No sería descabellado afirmar que parte del éxito de Ocho apellidos vascos respondió más a la desmitificación nacionalista y el morbo de los contrastes regionales que hacia la historia en sí. Más que a la comedia del año, y sin menosprecio de la orfebrería de Cobeaga y San José, da la impresión de que el público acudió en masa a ver una caricatura propia que permitiera, bajo el velo del humor, afrontar nuestras propias vergüenzas. Por ello no es de extrañar que, ante el panorama político y social que vivimos, el cine haya intentado al menos por una vez ponerse al día e incluso ir por delante de la sociedad.

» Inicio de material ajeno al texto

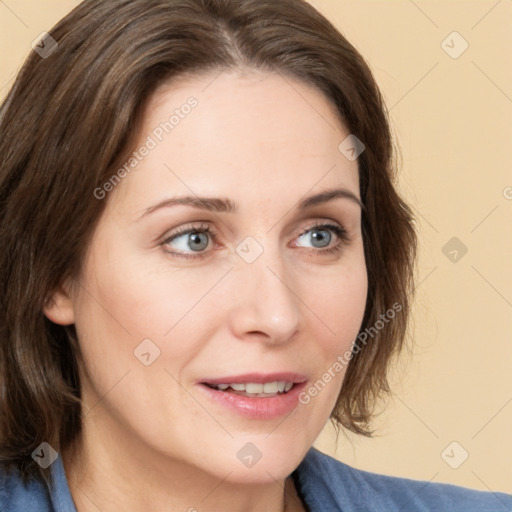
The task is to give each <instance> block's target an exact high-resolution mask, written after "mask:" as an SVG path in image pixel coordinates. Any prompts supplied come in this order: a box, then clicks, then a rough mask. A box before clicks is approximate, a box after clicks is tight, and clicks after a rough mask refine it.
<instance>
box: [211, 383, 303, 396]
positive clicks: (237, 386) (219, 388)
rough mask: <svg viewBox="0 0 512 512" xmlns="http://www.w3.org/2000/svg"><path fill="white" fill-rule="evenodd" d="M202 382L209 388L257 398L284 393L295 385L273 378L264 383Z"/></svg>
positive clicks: (293, 383)
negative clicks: (274, 378)
mask: <svg viewBox="0 0 512 512" xmlns="http://www.w3.org/2000/svg"><path fill="white" fill-rule="evenodd" d="M202 384H203V385H205V386H207V387H209V388H211V389H215V390H216V391H223V392H225V393H232V394H234V395H240V396H248V397H258V398H268V397H274V396H279V395H285V394H286V393H288V392H289V391H290V390H291V389H292V388H293V386H295V383H294V382H290V381H285V380H275V381H272V382H265V383H258V382H247V383H243V382H240V383H237V382H233V383H230V384H224V383H221V384H209V383H208V382H203V383H202Z"/></svg>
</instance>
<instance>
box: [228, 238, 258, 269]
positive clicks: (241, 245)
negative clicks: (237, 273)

No hubo boda. Por alguna razón que se escatima a la audiencia, el romance vasco-andaluz de Amaia y Rafa quedó en agua de borrajas. Él ahora encabalga rollos de un día para olvidarla y ella camina por otros lares. Pero Koldo, su padre, parece haber comprendido que el andaluz es el mejor hombre para su hija. Cuando le llega la noticia de que Amaia se casa con un catalán no dudará en ir, Guadalquivir arriba, hasta el encuentro con quien considera su yerno ideal. Hay que evitar la boda, y Rafa, que acepta sus sentimientos nada más ver al vasco, se lanza de cabeza y sin freno en una descabellada aventura.
La boda, sin embargo, se llevará a cabo en un pueblo muy particular. Pau (Berto Romero), el novio, es un artista moderno adscrito a la ola más contemporánea de la corriente hípster. Como su anciana y nacionalista abuela parece haber perdido la cabeza, y para no darle mayores disgustos, ha logrado a golpe de talonario que todo un pueblo gerundense finja vivir en lo que sería una Catalunya independizada. Salvando un grupo de abnegados españolistas que se acuartelan en el bar local comiendo jamón, parece que todos los demás aceptan de buena gana pasar por el aro del catalanismo de mentira, incluyendo a la novia y sus invitados sorpresa, entre los que está el ex de marras.
Sería muy generoso decir que la secuela de Ocho apellidos vascos está a la altura de su predecesora
Sería muy generoso decir que la secuela de Ocho apellidos vascos está a la altura de su predecesora, igual que sería ingenuo no reconocer que la motivación de una producción tan fugaz ha sido más la económica que la dramática. La pieza aqueja las prisas de una realización enclaustrada en apenas un único escenario, donde la rocambolesca trama se apoya más en el enredo de habitaciones que en la comedia inteligente; más en el chiste de diálogo que en la situación graciosa. Los personajes cumplen con el cliché dejando entrever más profundidad a instantes, en especial el interpretado por Karra Elejalde. El logro, eso sí, incuestionable, es haber sabido una vez más exponer el conflicto nacionalista al desnudo, con sorna y a través del balsámico humor en un instante político, cuanto menos, delicado.